March 25, 2011

We think big when it comes to God, and rightly so. “Heaven, even the highest heaven cannot contain him” (2 Chronicles 2:6 ESV). But today we need to think small:

“O Lord, you have created all! How did you come to be so small?” (Lutheran Worship 38).

This Christmas hymn points us to the tiny Baby in a manger. But think smaller.

Today we celebrate the Annunciation of our Lord, the conception of Jesus in Mary at the words of Gabriel and through the power of the Holy Spirit (Luke 1:31-35). This, not Christmas, is when the “Word became flesh and dwelt among us” (John 1:14).

The Annunciation is God at His smallest.

How small?

Jesus, like all of us as a Zygote—a one-celled human being—could have sat comfortably on the point of a pin with plenty of room to spare. We needed such a small Savoir Zygote because we were sinful Zygotes, sinful—thus fully human—from the moment of conception (Psalm 51:5). We needed a holy Zygote to take our place. We needed a small God.
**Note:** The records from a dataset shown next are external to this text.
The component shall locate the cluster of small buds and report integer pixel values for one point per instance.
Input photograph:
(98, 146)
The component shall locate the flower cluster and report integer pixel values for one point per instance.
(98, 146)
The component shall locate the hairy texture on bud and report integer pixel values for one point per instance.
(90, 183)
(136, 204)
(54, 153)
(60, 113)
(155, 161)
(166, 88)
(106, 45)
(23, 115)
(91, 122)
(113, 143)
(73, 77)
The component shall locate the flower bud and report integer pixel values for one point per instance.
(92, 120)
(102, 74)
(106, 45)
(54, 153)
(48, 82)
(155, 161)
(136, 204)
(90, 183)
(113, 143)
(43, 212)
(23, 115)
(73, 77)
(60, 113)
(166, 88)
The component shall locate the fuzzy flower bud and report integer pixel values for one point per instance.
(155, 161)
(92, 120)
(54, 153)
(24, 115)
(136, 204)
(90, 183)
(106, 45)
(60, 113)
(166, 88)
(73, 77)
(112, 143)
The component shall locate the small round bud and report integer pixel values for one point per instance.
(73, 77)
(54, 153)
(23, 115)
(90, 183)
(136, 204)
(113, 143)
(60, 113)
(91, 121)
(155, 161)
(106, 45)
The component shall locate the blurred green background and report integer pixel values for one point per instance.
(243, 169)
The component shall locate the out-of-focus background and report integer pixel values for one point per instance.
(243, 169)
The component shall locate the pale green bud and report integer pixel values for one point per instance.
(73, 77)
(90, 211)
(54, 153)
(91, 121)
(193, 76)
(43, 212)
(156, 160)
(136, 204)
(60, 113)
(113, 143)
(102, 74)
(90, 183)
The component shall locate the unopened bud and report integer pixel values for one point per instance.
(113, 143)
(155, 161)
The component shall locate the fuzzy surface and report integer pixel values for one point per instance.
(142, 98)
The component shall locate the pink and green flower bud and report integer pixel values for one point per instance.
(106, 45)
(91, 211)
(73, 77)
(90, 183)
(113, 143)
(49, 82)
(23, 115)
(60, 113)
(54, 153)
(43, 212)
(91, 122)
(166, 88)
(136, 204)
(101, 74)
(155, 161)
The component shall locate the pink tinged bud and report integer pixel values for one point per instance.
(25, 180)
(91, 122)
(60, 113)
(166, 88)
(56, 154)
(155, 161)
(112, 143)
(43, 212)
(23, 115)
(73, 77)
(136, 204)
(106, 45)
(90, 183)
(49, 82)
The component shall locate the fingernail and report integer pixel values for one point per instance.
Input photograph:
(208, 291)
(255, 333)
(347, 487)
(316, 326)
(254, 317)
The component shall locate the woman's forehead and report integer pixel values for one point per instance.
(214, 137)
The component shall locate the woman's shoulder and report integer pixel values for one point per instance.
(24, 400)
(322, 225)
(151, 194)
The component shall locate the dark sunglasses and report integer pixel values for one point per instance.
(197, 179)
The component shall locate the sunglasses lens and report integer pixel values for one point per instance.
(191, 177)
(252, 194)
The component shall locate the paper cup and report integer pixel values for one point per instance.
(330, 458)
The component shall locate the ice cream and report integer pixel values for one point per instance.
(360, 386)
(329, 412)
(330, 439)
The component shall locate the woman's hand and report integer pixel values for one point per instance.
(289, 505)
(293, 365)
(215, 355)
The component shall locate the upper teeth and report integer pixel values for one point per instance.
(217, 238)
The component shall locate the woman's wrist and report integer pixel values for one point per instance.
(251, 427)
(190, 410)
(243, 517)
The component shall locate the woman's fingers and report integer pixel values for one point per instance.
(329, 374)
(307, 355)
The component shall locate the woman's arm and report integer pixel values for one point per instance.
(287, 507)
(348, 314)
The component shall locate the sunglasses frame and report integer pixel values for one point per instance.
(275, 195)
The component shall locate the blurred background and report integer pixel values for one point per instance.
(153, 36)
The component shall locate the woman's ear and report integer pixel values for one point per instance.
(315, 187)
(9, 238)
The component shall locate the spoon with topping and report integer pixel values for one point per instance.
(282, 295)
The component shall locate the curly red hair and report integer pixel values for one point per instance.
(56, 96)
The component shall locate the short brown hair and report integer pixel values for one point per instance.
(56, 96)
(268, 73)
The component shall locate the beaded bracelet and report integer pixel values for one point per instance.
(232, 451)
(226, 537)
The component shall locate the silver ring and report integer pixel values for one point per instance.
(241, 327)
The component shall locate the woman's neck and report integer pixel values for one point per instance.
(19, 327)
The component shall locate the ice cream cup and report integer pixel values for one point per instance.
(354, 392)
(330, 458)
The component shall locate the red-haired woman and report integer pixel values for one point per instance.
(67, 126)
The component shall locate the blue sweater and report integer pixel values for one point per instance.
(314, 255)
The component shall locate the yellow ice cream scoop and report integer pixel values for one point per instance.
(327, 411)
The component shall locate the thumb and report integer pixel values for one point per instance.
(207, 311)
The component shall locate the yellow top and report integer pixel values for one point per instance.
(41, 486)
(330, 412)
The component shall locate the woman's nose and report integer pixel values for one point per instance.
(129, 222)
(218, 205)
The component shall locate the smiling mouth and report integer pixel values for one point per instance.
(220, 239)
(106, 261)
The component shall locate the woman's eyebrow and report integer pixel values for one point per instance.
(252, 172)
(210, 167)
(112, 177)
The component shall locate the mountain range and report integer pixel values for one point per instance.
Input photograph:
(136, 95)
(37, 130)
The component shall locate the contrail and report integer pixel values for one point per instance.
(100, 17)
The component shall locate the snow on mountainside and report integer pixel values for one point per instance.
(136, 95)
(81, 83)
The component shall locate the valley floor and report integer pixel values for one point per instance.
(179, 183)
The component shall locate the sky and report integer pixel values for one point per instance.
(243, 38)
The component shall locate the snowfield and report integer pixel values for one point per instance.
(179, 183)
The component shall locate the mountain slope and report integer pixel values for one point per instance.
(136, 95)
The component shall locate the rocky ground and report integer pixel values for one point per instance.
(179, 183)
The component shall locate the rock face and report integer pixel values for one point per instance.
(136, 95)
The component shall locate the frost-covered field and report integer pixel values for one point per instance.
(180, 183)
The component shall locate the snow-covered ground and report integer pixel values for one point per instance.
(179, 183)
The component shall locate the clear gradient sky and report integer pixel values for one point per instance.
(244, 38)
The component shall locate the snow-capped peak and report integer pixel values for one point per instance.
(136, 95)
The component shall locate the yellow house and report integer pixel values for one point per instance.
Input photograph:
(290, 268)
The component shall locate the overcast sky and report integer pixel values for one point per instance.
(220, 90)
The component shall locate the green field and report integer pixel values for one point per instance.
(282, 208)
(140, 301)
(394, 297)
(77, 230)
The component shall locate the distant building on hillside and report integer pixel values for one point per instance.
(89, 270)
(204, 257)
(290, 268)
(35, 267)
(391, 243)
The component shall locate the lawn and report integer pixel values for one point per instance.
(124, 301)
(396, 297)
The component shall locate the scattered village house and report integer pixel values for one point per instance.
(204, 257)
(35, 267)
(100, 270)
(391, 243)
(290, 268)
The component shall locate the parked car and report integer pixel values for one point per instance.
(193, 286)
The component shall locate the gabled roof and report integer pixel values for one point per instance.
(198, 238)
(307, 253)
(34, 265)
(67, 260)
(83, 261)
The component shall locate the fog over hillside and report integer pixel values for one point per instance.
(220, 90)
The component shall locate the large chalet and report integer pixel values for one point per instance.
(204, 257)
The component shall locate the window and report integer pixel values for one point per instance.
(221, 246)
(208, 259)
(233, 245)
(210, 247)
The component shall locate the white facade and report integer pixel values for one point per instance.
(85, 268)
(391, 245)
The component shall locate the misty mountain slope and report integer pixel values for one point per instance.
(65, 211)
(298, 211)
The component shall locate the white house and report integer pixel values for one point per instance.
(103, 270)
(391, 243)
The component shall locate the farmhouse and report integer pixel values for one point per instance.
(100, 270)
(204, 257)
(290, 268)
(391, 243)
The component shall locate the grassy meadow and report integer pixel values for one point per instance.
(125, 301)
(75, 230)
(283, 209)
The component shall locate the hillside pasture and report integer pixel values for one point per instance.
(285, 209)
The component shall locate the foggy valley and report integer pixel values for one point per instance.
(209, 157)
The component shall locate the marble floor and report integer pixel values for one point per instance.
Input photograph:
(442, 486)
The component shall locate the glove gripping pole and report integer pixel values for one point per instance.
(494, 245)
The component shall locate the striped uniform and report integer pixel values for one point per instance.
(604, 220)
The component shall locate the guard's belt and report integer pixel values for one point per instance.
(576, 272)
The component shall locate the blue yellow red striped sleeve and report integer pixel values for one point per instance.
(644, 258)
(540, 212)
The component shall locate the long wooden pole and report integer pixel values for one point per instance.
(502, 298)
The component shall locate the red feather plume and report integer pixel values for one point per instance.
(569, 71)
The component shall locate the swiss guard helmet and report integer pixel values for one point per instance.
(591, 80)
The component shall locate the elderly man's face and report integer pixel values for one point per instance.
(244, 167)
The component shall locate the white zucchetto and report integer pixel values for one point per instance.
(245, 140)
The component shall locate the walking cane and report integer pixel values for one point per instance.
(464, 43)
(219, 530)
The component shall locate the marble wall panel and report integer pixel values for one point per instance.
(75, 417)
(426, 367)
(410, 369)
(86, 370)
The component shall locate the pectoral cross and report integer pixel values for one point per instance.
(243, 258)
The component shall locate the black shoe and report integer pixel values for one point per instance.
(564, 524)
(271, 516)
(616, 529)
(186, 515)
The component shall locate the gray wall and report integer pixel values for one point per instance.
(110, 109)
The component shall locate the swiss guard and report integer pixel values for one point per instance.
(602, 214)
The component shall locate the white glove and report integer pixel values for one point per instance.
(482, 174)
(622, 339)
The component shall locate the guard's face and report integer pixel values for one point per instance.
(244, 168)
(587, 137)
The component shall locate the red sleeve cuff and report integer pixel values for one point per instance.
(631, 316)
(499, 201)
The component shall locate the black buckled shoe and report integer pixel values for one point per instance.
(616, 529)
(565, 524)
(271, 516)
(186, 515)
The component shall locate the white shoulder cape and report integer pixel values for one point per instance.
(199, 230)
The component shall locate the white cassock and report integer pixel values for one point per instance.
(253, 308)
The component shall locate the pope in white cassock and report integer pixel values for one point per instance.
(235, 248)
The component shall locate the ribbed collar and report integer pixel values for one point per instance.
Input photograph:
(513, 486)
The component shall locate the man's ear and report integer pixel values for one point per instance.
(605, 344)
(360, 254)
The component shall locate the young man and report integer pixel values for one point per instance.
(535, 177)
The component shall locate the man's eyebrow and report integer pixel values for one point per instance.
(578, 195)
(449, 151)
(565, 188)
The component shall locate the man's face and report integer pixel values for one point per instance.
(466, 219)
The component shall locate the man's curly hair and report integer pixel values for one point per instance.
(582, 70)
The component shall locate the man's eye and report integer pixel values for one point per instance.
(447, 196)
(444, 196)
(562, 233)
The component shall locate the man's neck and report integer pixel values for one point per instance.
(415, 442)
Jesus took our place from the beginning. He passed through all the stages of our development as part of the price for our redemption. This is why the Annunciation, which almost always occurs during Lent, connects so powerfully as we follow Jesus to the cross. That journey did not begin in a manger. It began in a fallopian tube. Jesus needed a back to bear our stripes and wounds. He needed to form hands and feet to be nailed to that cross. He needed a brow to feel the sting of the thorns. He needed a mouth to utter that forsaken cry. He needed a beating heart to be stilled in death. He needed a body to be buried in a tomb and then raised gloriously and victoriously on the third day.

So think small about your God today. And then be overwhelmed by the vastness of His love demonstrated in that smallness (Ephesians 3:18).